So, I have the following problem:
I have a bunch of terms and a bunch of documents. I want to maintain a database of which terms appear in which documents, and ideally a count of how many times those terms appear in the document. “appear” can mean a literal byte substring – no need for any sort of fuzzy matching. I want the following operations to be fast:
- Adding a term
- Adding a document
- Getting a list of all (Term, Document, Count) pairs
- Getting the count for a specific (Term, Document) pair
- Fast removal of documents and/or terms
- Retrieval of all documents containing a given term or all terms in a given document
It’s clearly relatively easy to construct something like this using a combination of an aho-corasick style search tree (I’m not totally confident such can be built incrementally, but worst comes to worst you can save a bunch of “patches” and amortize the cost at retrieval time), a dbm style database for maintaining the counts and an inverted index on the text, but I’m wondering if there’s some appropriate structure more optimised for this. Anyone know of anything?
Does Apache Lucene fit your requirements?
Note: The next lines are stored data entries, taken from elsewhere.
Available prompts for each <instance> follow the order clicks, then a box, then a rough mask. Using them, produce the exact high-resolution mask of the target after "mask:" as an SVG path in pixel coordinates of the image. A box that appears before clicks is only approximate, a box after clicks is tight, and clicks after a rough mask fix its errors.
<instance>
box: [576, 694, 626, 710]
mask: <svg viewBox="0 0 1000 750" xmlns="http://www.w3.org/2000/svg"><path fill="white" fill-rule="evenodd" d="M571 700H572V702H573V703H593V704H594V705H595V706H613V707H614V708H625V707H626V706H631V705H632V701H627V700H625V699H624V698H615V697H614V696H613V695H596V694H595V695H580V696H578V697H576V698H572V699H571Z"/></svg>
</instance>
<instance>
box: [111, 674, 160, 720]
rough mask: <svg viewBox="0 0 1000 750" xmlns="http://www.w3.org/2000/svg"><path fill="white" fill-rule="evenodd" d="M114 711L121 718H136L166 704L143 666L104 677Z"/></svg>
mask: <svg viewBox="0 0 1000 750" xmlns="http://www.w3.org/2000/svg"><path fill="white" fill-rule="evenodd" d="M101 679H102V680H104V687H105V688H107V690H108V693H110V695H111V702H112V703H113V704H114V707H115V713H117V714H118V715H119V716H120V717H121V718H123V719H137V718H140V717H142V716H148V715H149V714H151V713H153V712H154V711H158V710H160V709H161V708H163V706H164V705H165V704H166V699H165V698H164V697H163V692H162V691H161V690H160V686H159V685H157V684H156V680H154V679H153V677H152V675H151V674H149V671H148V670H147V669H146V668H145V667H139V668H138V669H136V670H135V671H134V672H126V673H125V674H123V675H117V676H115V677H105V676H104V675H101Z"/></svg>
It might do. I honestly don’t know! It could certainly be used for the inverted index of documents. But I don’t know if it, for example, offers anything that would allow me to quickly add a document to the index in a way that also checked if it contained any of the existing keywords. I’ve used it a little bit in the past and I’ve not seen anything to that effect that would be less work than e.g. using an aho corasick implementation.
Lucene fits the bill.
It’s fast to add documents. It doesn’t allow you to add terms, but I don’t know what you mean by adding a term without a doc. You can get the (term,doc,count) pairs through an iterator of TermDocs, which contain terms, docs and frequency counts.
What’s nice about its implementation is that it compresses the reverse index reasonably well and allows you to run either in memory or using memory mapped disk (on top of their Directory base class), so it’s easy to move between efficient and scalable. (Though on-disk is surprisingly efficient because much of the indexing is in memory.)
Removal is fast, but optimizing the index after a bunch of add/deletes so it’s most space efficient and efficient for search is much slower — it basically applies a merge over the whole on-disk index.
It’s also fielded, but it sounds like you don’t need this, so you could just use one field for all terms.
It obviously also does full doc search with a pretty flexible query language and it’s pretty fast. It also lets you easily retrieve the term vectors for the documents.
Lucene also allows for easily pluggable normalizers/tokenizers by writing an Analyzer implementation or using the existing ones.
Perhaps you could try another of the search libs. such as Lemur (http://www.lemurproject.org/). AFAIK the inverted index also keeps track of the term count in the document as well as position — and so does Lucene methinks. Lemur is written in C++ with interfaces for Java and some other languages and it’s rather fast.